What's left of our manufacturing base is hurting badly. GM is looking at bankruptcy. Cerberus Capital is surely ruing the day they bought Chrysler. Any company producing for the construction industry, from materials to tools to equipment, is in agonizing corporate pain. Any company producing anything outside of goods we want in a panic is hurting.

So, are we in the midst of a collapse? Is it Road Warrior time--do we all need to stock up on Dinky-Doo dog food? I honestly don't know. I'm taking every precaution I can (short of moving to a fortress in the high mountain fastness) for myself and my family.

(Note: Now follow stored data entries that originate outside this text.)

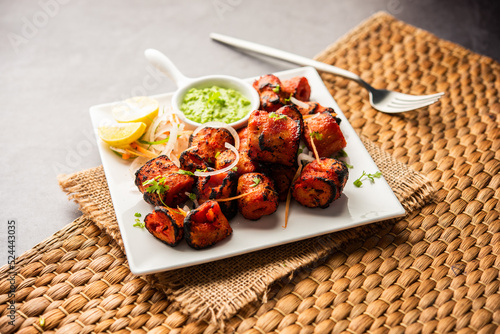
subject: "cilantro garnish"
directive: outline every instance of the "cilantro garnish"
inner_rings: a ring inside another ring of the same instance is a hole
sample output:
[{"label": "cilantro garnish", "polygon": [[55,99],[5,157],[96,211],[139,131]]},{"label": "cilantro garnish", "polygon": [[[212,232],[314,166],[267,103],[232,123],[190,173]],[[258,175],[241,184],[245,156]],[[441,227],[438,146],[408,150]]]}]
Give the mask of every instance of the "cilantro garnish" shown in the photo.
[{"label": "cilantro garnish", "polygon": [[226,101],[220,98],[220,92],[210,92],[207,103],[219,103],[221,105],[224,105]]},{"label": "cilantro garnish", "polygon": [[194,175],[193,172],[190,172],[190,171],[184,170],[184,169],[179,169],[176,173],[181,174],[181,175]]},{"label": "cilantro garnish", "polygon": [[197,169],[196,171],[197,172],[201,172],[201,173],[204,173],[208,170],[208,167],[207,168],[204,168],[204,169]]},{"label": "cilantro garnish", "polygon": [[233,167],[233,169],[231,169],[233,172],[237,172],[238,171],[238,167]]},{"label": "cilantro garnish", "polygon": [[313,131],[309,134],[309,136],[313,137],[316,140],[322,140],[323,139],[323,134],[319,133],[318,131]]},{"label": "cilantro garnish", "polygon": [[257,185],[260,183],[260,177],[254,177],[253,178],[253,184],[250,187],[257,187]]},{"label": "cilantro garnish", "polygon": [[347,168],[349,168],[349,169],[354,168],[354,166],[353,166],[353,165],[350,165],[350,164],[348,164],[348,163],[347,163],[347,162],[345,162],[345,161],[342,161],[342,160],[341,160],[340,162],[342,162],[342,163],[343,163],[343,164],[344,164]]},{"label": "cilantro garnish", "polygon": [[215,159],[217,159],[217,157],[220,155],[220,151],[217,151],[217,153],[215,153]]},{"label": "cilantro garnish", "polygon": [[140,213],[140,212],[136,212],[136,213],[134,213],[134,216],[136,216],[136,217],[139,217],[139,218],[140,218],[142,215],[141,215],[141,213]]},{"label": "cilantro garnish", "polygon": [[280,115],[280,114],[277,114],[275,113],[274,111],[269,113],[269,118],[274,118],[274,119],[283,119],[283,118],[286,118],[286,115]]},{"label": "cilantro garnish", "polygon": [[279,93],[280,92],[280,85],[276,85],[276,87],[273,88],[273,92]]},{"label": "cilantro garnish", "polygon": [[133,226],[133,227],[139,227],[139,228],[144,228],[144,227],[146,227],[146,225],[145,225],[143,222],[141,222],[141,220],[140,220],[139,218],[137,218],[137,219],[135,220],[135,224],[134,224],[134,225],[132,225],[132,226]]},{"label": "cilantro garnish", "polygon": [[150,194],[151,193],[157,194],[158,197],[160,198],[160,201],[163,203],[163,205],[168,206],[165,204],[165,202],[163,202],[162,196],[160,196],[161,194],[170,190],[170,187],[165,184],[166,181],[167,181],[167,179],[165,178],[165,176],[162,177],[161,175],[158,175],[151,180],[144,181],[142,183],[142,185],[148,186],[146,188],[146,191]]},{"label": "cilantro garnish", "polygon": [[288,98],[285,98],[285,102],[290,102],[292,99],[293,93],[290,93],[290,96]]},{"label": "cilantro garnish", "polygon": [[368,180],[370,180],[373,183],[373,182],[375,182],[375,178],[380,178],[382,176],[382,173],[380,171],[378,171],[374,174],[367,174],[365,171],[363,171],[363,174],[361,174],[359,179],[354,181],[353,184],[358,188],[361,187],[363,185],[363,182],[361,181],[361,179],[365,176]]},{"label": "cilantro garnish", "polygon": [[347,152],[344,150],[338,151],[337,154],[335,155],[335,159],[345,158],[345,157],[347,157]]},{"label": "cilantro garnish", "polygon": [[189,194],[188,194],[188,197],[189,197],[189,199],[190,199],[190,200],[192,200],[193,202],[194,202],[194,201],[196,201],[196,194],[194,194],[194,193],[189,193]]}]

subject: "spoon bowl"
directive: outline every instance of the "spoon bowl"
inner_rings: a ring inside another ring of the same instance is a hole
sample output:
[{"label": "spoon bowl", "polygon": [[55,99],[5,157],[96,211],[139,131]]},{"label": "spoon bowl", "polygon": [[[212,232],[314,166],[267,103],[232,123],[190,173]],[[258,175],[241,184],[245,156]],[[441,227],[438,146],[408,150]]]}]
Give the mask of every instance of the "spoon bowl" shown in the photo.
[{"label": "spoon bowl", "polygon": [[251,84],[242,79],[227,75],[209,75],[199,78],[188,78],[184,76],[172,63],[172,61],[170,61],[170,59],[168,59],[168,57],[160,51],[155,49],[147,49],[144,52],[144,55],[153,66],[155,66],[163,74],[170,77],[177,85],[177,90],[172,97],[172,108],[175,111],[179,112],[179,116],[181,117],[182,121],[190,129],[194,129],[202,125],[202,123],[188,119],[180,108],[184,97],[186,96],[186,93],[192,88],[203,89],[217,86],[225,89],[234,89],[240,92],[244,97],[246,97],[250,101],[250,111],[239,120],[232,123],[227,123],[227,125],[235,129],[245,126],[250,113],[253,110],[259,109],[259,94]]}]

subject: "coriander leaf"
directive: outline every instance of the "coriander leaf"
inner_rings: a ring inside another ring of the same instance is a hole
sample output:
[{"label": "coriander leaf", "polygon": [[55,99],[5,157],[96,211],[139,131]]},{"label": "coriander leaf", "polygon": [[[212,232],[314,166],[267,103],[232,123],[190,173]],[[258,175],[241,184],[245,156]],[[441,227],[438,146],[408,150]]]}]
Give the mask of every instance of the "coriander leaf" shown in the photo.
[{"label": "coriander leaf", "polygon": [[273,88],[273,92],[279,93],[280,92],[280,85],[276,85],[276,87]]},{"label": "coriander leaf", "polygon": [[233,172],[237,172],[238,171],[238,167],[233,167],[233,169],[231,169]]},{"label": "coriander leaf", "polygon": [[373,183],[375,182],[375,178],[380,178],[382,176],[382,173],[380,171],[377,171],[374,174],[367,174],[365,171],[363,171],[363,174],[361,174],[361,176],[356,181],[354,181],[353,184],[358,188],[361,187],[363,185],[361,179],[365,176],[368,180],[370,180]]},{"label": "coriander leaf", "polygon": [[217,157],[220,155],[220,151],[217,151],[217,153],[215,153],[215,159],[217,159]]},{"label": "coriander leaf", "polygon": [[140,212],[136,212],[136,213],[134,214],[134,216],[136,216],[136,217],[141,217],[142,215],[141,215],[141,213],[140,213]]},{"label": "coriander leaf", "polygon": [[257,185],[260,183],[260,177],[254,177],[253,178],[253,184],[250,187],[257,187]]},{"label": "coriander leaf", "polygon": [[313,137],[316,140],[322,140],[323,139],[323,134],[319,133],[318,131],[313,131],[309,134],[309,136]]},{"label": "coriander leaf", "polygon": [[335,159],[345,158],[345,157],[347,157],[347,152],[344,150],[338,151],[337,154],[335,155]]},{"label": "coriander leaf", "polygon": [[179,169],[176,173],[181,174],[181,175],[194,175],[193,172],[190,172],[190,171],[184,170],[184,169]]},{"label": "coriander leaf", "polygon": [[286,115],[280,115],[280,114],[277,114],[275,113],[274,111],[269,113],[269,118],[274,118],[276,120],[279,120],[279,119],[284,119],[286,118]]},{"label": "coriander leaf", "polygon": [[196,201],[196,194],[194,194],[194,193],[189,193],[189,194],[188,194],[188,197],[189,197],[189,199],[190,199],[190,200],[192,200],[193,202],[194,202],[194,201]]},{"label": "coriander leaf", "polygon": [[143,222],[141,222],[141,220],[140,220],[139,218],[137,218],[137,219],[135,220],[135,224],[134,224],[134,225],[132,225],[132,226],[133,226],[133,227],[140,227],[140,228],[144,228],[144,227],[146,227],[146,225],[145,225]]}]

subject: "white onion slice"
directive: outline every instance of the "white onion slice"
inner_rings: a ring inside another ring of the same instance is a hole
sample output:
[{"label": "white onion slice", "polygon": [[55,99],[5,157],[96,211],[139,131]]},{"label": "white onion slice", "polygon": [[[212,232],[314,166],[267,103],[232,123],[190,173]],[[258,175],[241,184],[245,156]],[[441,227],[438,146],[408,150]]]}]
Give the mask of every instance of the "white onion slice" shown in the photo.
[{"label": "white onion slice", "polygon": [[233,135],[234,147],[236,147],[237,150],[240,149],[240,136],[238,136],[238,132],[236,132],[236,130],[233,127],[231,127],[223,122],[207,122],[207,123],[197,127],[193,131],[193,136],[196,135],[198,132],[200,132],[204,128],[216,128],[216,129],[224,128],[224,129],[228,130]]},{"label": "white onion slice", "polygon": [[233,151],[233,153],[236,155],[236,158],[229,166],[224,167],[222,169],[215,170],[213,172],[194,172],[194,175],[196,175],[196,176],[211,176],[211,175],[217,175],[220,173],[225,173],[228,170],[233,169],[234,166],[236,166],[236,164],[238,163],[238,160],[240,160],[240,155],[238,153],[238,150],[233,145],[231,145],[229,143],[225,143],[224,146],[226,148],[230,149],[231,151]]},{"label": "white onion slice", "polygon": [[175,147],[175,143],[177,143],[177,133],[179,132],[179,127],[177,125],[174,125],[172,127],[172,131],[169,133],[169,138],[167,145],[165,145],[165,148],[161,152],[161,154],[164,154],[166,156],[169,156],[172,150]]},{"label": "white onion slice", "polygon": [[308,162],[314,161],[314,157],[312,156],[312,152],[309,152],[309,154],[300,153],[299,156],[297,157],[297,163],[299,165],[301,165],[302,164],[302,160],[305,160],[305,161],[308,161]]},{"label": "white onion slice", "polygon": [[309,105],[305,102],[302,102],[300,100],[297,100],[295,97],[291,96],[290,97],[290,101],[293,103],[293,104],[296,104],[298,105],[299,107],[301,108],[305,108],[305,109],[308,109],[309,108]]}]

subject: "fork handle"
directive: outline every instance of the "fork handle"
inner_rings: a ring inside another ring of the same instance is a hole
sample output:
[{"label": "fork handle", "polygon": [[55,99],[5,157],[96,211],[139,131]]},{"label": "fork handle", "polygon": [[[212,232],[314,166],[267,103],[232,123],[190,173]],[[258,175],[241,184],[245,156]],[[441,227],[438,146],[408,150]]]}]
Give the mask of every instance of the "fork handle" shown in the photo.
[{"label": "fork handle", "polygon": [[253,42],[248,42],[244,41],[238,38],[234,37],[229,37],[226,35],[221,35],[217,33],[211,33],[210,38],[213,40],[216,40],[218,42],[231,45],[234,47],[237,47],[242,50],[247,50],[247,51],[252,51],[255,53],[263,54],[269,57],[273,57],[276,59],[281,59],[281,60],[286,60],[290,63],[298,64],[298,65],[303,65],[303,66],[311,66],[314,67],[315,69],[322,71],[322,72],[327,72],[327,73],[332,73],[335,75],[340,75],[344,78],[354,80],[358,82],[359,84],[363,85],[366,87],[367,83],[363,81],[358,75],[349,72],[347,70],[344,70],[339,67],[335,67],[333,65],[328,65],[316,60],[312,60],[310,58],[302,57],[290,52],[278,50],[275,48],[271,48],[269,46],[253,43]]}]

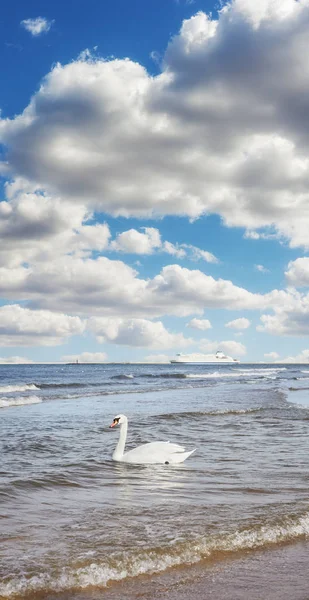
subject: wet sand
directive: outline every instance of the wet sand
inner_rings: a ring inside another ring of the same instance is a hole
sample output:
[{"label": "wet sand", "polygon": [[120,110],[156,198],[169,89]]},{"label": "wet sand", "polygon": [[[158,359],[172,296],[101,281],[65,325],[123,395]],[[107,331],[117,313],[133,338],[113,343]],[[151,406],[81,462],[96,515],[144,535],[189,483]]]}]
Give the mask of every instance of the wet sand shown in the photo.
[{"label": "wet sand", "polygon": [[44,600],[309,600],[308,564],[303,541]]}]

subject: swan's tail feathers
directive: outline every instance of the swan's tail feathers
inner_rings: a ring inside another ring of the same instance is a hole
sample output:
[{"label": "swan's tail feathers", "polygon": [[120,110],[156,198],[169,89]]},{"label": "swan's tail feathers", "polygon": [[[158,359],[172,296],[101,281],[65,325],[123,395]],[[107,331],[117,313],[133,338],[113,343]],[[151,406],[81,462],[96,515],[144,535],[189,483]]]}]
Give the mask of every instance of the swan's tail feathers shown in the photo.
[{"label": "swan's tail feathers", "polygon": [[193,452],[195,452],[195,451],[196,451],[196,448],[194,448],[194,450],[189,450],[189,452],[175,452],[172,455],[171,462],[173,462],[173,463],[182,463],[187,458],[189,458],[189,456],[191,456],[191,454],[193,454]]}]

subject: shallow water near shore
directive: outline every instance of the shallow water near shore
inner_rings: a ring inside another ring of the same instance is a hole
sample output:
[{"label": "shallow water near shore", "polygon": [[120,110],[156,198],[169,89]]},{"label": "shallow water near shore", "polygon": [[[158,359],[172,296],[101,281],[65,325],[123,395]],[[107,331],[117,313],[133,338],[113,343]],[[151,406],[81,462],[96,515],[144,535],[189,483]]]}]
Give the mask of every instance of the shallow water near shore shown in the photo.
[{"label": "shallow water near shore", "polygon": [[[300,548],[307,384],[305,365],[1,366],[0,598],[124,598],[124,586],[152,598],[155,581],[183,586],[188,567],[197,585],[234,560],[236,577],[243,553],[253,569],[282,544]],[[196,453],[114,463],[119,412],[128,448],[170,440]]]}]

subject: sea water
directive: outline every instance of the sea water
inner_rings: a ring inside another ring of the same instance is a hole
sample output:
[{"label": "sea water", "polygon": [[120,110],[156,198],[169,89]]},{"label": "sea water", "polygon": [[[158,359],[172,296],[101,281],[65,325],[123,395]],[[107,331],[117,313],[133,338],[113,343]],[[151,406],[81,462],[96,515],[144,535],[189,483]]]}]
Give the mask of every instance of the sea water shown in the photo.
[{"label": "sea water", "polygon": [[[1,365],[0,598],[103,598],[306,540],[308,400],[305,365]],[[195,454],[113,462],[118,413],[128,449]]]}]

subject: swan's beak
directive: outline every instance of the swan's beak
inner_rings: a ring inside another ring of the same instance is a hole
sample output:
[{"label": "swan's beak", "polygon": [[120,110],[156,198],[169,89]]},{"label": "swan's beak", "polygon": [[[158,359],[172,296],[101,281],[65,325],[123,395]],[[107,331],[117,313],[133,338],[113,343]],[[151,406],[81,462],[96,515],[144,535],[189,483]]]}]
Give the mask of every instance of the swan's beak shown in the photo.
[{"label": "swan's beak", "polygon": [[115,425],[117,425],[117,423],[115,423],[115,421],[113,421],[113,422],[110,424],[109,428],[111,428],[111,427],[115,427]]}]

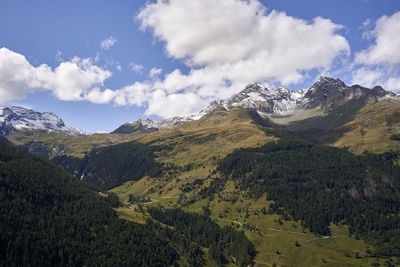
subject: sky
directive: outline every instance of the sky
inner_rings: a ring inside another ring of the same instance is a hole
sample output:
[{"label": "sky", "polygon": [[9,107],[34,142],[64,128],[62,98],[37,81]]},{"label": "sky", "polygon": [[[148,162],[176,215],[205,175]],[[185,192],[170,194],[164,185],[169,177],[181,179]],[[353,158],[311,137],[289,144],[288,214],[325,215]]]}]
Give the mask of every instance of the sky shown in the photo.
[{"label": "sky", "polygon": [[0,0],[0,104],[91,133],[320,75],[400,92],[400,1]]}]

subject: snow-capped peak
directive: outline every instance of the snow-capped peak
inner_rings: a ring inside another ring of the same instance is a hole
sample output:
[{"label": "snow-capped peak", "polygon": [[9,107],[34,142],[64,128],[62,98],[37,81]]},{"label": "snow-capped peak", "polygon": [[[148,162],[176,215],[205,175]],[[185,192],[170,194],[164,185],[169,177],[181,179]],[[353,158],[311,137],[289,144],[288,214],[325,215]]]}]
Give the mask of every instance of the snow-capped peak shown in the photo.
[{"label": "snow-capped peak", "polygon": [[292,91],[287,88],[268,88],[260,83],[246,86],[240,93],[222,101],[226,109],[232,107],[254,108],[260,113],[284,114],[304,106],[306,90]]},{"label": "snow-capped peak", "polygon": [[22,130],[46,130],[70,135],[87,135],[84,131],[65,125],[51,112],[37,112],[23,107],[0,106],[0,133],[8,135]]}]

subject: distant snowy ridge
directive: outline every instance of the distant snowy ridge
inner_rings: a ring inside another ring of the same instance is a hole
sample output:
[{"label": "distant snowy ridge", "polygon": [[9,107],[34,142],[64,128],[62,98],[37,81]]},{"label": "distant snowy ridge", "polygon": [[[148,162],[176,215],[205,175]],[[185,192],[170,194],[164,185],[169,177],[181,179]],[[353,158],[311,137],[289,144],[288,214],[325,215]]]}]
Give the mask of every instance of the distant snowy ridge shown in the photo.
[{"label": "distant snowy ridge", "polygon": [[88,135],[84,131],[65,125],[64,121],[51,112],[37,112],[23,107],[0,106],[0,134],[9,135],[23,130],[45,130],[69,135]]},{"label": "distant snowy ridge", "polygon": [[359,85],[347,86],[340,79],[321,76],[310,88],[303,90],[289,90],[282,87],[268,88],[261,83],[249,84],[241,92],[220,102],[214,101],[196,114],[164,120],[140,119],[124,125],[139,124],[144,129],[153,131],[172,128],[185,122],[198,120],[216,108],[223,108],[227,111],[233,108],[252,108],[261,116],[277,118],[314,108],[329,112],[348,101],[361,98],[400,100],[399,95],[385,91],[380,86],[372,89]]},{"label": "distant snowy ridge", "polygon": [[[132,127],[139,126],[139,127],[143,127],[144,129],[147,129],[149,131],[158,131],[158,130],[162,130],[162,129],[172,128],[172,127],[178,126],[185,122],[198,120],[201,117],[203,117],[204,115],[206,115],[207,113],[209,113],[210,111],[214,110],[218,105],[219,105],[219,103],[214,101],[210,105],[208,105],[205,109],[200,111],[199,113],[189,114],[189,115],[185,115],[185,116],[175,116],[175,117],[167,118],[164,120],[152,120],[152,119],[144,118],[144,119],[139,119],[137,121],[127,122],[127,123],[121,125],[120,128],[121,127],[125,128],[125,127],[129,127],[129,126],[132,126]],[[119,131],[120,128],[116,129],[112,133],[122,133],[121,131]],[[128,131],[125,133],[130,133],[130,132]]]}]

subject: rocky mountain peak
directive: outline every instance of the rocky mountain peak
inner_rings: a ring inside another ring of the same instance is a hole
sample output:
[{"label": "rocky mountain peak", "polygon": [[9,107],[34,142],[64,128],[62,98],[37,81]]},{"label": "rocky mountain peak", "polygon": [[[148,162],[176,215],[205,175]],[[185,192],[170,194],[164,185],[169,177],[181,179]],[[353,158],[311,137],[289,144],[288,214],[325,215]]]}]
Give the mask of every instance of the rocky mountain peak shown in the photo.
[{"label": "rocky mountain peak", "polygon": [[347,88],[347,85],[340,79],[334,79],[330,77],[320,76],[306,93],[306,97],[314,98],[321,95],[328,95],[332,92],[342,92]]},{"label": "rocky mountain peak", "polygon": [[60,117],[51,112],[0,106],[0,134],[9,135],[17,131],[38,129],[70,135],[87,135],[80,129],[65,125]]}]

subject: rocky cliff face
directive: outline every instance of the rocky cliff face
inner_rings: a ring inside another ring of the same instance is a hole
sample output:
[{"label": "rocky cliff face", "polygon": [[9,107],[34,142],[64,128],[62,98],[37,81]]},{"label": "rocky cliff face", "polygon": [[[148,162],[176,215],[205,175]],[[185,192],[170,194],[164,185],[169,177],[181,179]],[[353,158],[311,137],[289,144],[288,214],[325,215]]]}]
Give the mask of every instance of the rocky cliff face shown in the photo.
[{"label": "rocky cliff face", "polygon": [[9,135],[24,130],[45,130],[70,135],[86,135],[80,129],[65,125],[51,112],[37,112],[23,107],[0,106],[0,134]]}]

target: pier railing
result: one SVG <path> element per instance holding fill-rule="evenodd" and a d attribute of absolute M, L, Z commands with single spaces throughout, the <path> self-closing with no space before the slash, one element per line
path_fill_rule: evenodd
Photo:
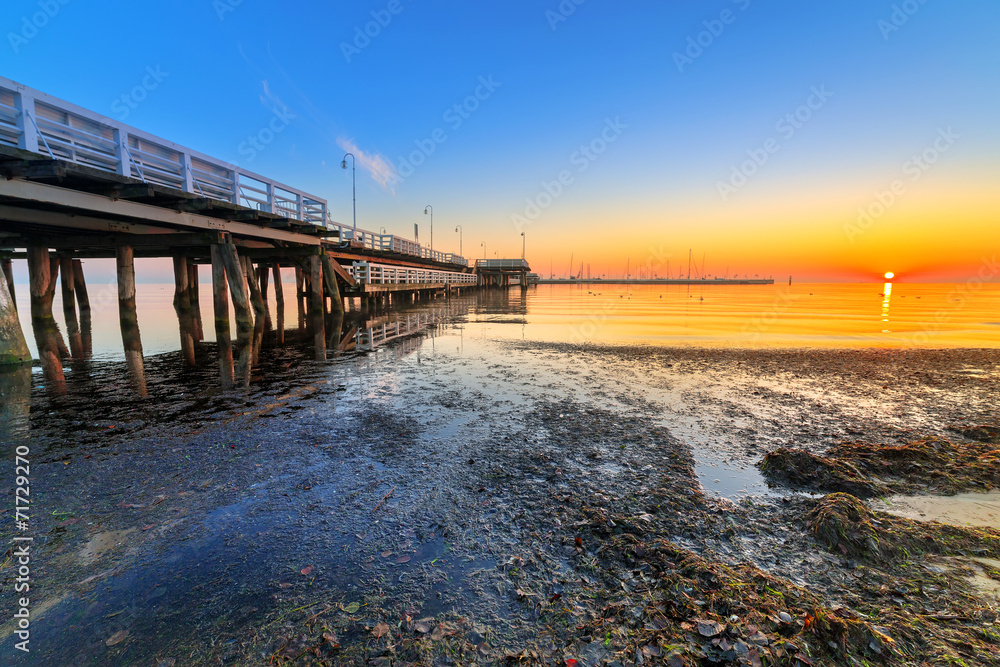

John Mauldin, an economic pundit for who I have great respect, says there are some simple actions that could be taken that would turn things around in relatively short order. Others, like The Daily Reckoning, have hoisted the collapse flag and keeping track of our downfall, while calling on our governments to let the markets do their job (always good advice in my opinion). Whiskey and Gunpowder is doing much the same, while also pointing out ways that you can defend your personal wealth (assuming you have any left).

One thing for certain--our governments aren't going to be what get us through this, no matter what the left would prefer. Their meddling, good-intentioned or not, is killing us. The price tag for it will kill our children and grandchildren.

It's time to hunker down, and it's time for a gut-check. Despite the litany of bad news, don't fall into the twin traps despair and fear. Things will get better, even though there is no way of knowing when. Do what you can to prepare yourselves for riding this out.

Max hasn't came over the hill just yet. But keep an eye peeled, just in case.